- Type: Revolver
- Place of origin: United States

Production history
- Designer: Dick Casull
- Designed: 1950s
- Manufacturer: Freedom Arms

Specifications
- Mass: 51 oz (3.2 lb)
- Barrel length: 4.75 in (121 mm), 6 in (150 mm), or 7.5 in (190 mm)
- Cartridge: .500 Wyoming Express
- Action: Single-action
- Muzzle velocity: 1,300 ft/s (396 m/s) with 420 gr (27 g) projectile
- Feed system: 5-round cylinder
- Sights: Rear square notch, front blade

= Freedom Arms Model 83 .500 WE =

Model 83 .500 WE is a single action revolver manufactured by Freedom Arms chambered for the .500 Wyoming Express round. In the 1986 film Armed and Dangerous, John Candy brandishes a Freedom Arms Model 83 chambered in .454 Casull (with scope), claiming it's "a .50 caliber," designed for "hunting buffalo...up close." Candy adds that the firearm is only legal in two states, and "this [California] ain't one of them."

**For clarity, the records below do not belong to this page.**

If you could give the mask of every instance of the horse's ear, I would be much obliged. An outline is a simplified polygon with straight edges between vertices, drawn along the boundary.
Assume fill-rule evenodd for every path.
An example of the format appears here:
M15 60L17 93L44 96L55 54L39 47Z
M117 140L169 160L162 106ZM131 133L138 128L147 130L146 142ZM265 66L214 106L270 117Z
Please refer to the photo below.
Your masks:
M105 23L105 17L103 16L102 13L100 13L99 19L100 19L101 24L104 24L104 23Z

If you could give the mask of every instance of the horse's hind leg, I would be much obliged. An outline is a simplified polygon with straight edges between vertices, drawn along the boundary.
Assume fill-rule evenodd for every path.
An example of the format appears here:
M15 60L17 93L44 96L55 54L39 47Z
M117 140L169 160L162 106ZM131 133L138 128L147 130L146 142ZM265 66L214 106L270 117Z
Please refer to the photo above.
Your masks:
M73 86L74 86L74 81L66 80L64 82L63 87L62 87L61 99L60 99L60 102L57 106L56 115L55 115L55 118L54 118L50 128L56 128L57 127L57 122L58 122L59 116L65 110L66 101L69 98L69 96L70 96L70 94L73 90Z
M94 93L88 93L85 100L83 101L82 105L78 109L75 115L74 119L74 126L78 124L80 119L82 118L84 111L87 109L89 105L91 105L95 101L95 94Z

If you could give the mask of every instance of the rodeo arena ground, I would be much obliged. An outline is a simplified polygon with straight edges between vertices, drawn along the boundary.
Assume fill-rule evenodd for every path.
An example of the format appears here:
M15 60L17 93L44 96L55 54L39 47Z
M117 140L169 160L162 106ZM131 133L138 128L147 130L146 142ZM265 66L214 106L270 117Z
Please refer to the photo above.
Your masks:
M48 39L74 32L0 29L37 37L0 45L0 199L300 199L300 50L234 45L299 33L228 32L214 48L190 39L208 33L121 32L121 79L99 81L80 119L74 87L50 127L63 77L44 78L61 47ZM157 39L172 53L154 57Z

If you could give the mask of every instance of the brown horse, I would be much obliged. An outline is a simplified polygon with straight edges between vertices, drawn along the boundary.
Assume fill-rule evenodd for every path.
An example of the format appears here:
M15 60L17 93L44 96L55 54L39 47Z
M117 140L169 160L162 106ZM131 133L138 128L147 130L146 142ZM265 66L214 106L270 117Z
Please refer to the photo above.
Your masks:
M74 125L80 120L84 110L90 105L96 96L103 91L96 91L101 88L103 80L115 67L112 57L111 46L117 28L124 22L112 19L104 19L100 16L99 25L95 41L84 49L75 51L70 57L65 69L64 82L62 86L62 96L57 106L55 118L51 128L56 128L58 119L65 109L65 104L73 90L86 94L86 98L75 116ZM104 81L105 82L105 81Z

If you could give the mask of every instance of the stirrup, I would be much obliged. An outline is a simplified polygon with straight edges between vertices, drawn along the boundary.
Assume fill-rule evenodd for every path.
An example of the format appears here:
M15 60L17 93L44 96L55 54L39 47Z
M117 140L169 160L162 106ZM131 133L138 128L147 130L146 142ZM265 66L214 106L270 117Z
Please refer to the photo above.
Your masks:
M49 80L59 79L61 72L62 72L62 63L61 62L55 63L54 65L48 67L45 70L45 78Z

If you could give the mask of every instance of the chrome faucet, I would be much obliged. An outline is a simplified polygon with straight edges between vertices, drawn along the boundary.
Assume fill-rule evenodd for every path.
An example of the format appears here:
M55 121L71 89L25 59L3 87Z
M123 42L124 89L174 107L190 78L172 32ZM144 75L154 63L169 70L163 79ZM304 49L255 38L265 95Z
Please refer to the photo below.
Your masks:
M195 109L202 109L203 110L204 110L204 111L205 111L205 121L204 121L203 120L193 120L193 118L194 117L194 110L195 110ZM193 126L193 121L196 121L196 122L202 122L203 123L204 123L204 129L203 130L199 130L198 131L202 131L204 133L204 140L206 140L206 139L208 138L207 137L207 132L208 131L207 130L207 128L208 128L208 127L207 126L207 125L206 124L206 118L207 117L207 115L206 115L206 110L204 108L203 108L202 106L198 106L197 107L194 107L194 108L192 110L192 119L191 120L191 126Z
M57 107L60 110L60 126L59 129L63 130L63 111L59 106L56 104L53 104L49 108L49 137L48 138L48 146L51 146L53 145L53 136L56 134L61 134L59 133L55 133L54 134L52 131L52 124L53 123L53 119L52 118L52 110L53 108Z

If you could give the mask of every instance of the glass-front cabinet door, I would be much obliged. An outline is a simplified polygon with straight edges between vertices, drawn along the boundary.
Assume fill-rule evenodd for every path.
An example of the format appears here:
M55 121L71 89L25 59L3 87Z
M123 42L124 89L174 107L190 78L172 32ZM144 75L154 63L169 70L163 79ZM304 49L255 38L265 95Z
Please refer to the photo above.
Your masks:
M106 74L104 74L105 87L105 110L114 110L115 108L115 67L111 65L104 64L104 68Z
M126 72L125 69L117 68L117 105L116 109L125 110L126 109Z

Nate Romanowski - a continuing character in the C. J. Box series of “Joe Pickett” books - falconer and former special forces - carries a model 83 chambered in .454 Casull which he shoots with uncanny accuracy and without an electronic sight. Later in the series, he begins to carry a model 83 chambered in 500 Wyoming express, noting that the heavier projectile recoils more smoothly and tends to pass through a target, lessening the chance of a forensics team finding the projectile.